FYI, lyft blatantly rigs it's requests based on guarantees. i.e., it will make sure you either hit them or don't qualify, {2am to 2.35 am in bar rush in primetimes & spot, no pings, @ 2:35, YAY a ride that magically covers the guarantees}.


----------



## KekeLo (Aug 26, 2015)

dirtylee said:


> FYI, lyft blatantly rigs it's requests based on guarantees. i.e., it will make sure you either hit them or don't qualify, {2am to 2.35 am in bar rush in primetimes & spot, no pings, @ 2:35, YAY a ride that magically covers the guarantees}.


If you login at 2:30, and you get a ping , will you qualify for the guarantee?


----------



## Joe123456 (Jan 7, 2016)

KekeLo said:


> If you login at 2:30, and you get a ping , will you qualify for the guarantee?

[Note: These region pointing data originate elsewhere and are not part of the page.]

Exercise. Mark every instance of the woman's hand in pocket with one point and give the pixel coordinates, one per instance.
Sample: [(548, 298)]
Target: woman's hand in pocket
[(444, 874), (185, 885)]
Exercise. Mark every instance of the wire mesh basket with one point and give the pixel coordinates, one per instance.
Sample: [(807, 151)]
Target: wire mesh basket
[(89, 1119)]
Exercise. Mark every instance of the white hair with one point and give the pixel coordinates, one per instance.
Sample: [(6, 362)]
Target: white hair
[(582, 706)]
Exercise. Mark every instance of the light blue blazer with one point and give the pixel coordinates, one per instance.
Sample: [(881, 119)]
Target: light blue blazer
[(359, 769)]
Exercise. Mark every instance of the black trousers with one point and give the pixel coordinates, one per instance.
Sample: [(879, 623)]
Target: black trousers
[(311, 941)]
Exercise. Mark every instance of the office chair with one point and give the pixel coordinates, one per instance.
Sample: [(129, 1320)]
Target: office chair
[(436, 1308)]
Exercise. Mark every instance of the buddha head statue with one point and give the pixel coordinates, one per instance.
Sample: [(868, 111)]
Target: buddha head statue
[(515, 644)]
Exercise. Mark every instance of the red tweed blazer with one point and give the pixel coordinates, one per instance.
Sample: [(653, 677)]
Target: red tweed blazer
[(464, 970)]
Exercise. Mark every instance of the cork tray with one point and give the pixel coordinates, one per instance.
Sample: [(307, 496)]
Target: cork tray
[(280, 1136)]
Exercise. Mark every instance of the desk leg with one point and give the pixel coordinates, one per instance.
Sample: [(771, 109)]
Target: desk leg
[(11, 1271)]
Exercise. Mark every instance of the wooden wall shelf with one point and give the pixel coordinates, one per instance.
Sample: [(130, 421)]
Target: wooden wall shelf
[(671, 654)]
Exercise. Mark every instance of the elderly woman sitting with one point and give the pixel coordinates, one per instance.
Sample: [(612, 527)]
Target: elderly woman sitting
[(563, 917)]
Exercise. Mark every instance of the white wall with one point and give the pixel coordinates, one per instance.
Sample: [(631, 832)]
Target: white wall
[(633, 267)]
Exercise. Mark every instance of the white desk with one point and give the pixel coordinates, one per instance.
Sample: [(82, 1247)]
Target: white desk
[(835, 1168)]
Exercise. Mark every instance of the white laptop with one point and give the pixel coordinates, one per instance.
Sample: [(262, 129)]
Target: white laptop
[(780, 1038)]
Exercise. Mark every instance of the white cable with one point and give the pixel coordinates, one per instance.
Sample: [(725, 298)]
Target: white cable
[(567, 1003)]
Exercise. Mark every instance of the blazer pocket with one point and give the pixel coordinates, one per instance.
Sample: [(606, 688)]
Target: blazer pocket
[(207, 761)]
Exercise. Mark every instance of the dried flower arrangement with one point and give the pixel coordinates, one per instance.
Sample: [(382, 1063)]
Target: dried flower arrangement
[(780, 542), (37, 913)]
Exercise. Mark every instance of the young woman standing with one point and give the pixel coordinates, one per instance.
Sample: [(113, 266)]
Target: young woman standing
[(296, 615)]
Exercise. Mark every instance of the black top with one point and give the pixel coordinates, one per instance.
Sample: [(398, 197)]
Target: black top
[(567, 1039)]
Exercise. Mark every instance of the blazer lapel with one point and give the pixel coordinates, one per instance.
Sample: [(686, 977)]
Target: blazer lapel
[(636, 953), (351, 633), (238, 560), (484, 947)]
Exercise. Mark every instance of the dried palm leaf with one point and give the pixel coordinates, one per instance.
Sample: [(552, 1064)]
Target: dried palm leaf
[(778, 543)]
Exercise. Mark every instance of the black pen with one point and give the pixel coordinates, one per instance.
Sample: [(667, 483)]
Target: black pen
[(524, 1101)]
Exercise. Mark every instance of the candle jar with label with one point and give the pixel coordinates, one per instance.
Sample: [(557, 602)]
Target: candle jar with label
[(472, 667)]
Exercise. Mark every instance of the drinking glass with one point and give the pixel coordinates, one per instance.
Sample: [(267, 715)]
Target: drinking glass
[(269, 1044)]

No log in at the top of the hour. 2pm


----------



## KekeLo (Aug 26, 2015)

Joe123456 said:


> No log in at the top of the hour. 2pm


Thank you.


----------



## fairsailing (May 16, 2016)

Lyft inexplicably pulled all their hourly guarantees in Minneapolis this week and now can't meet rush hour demand. Wonder if they are having cash flow issues.


----------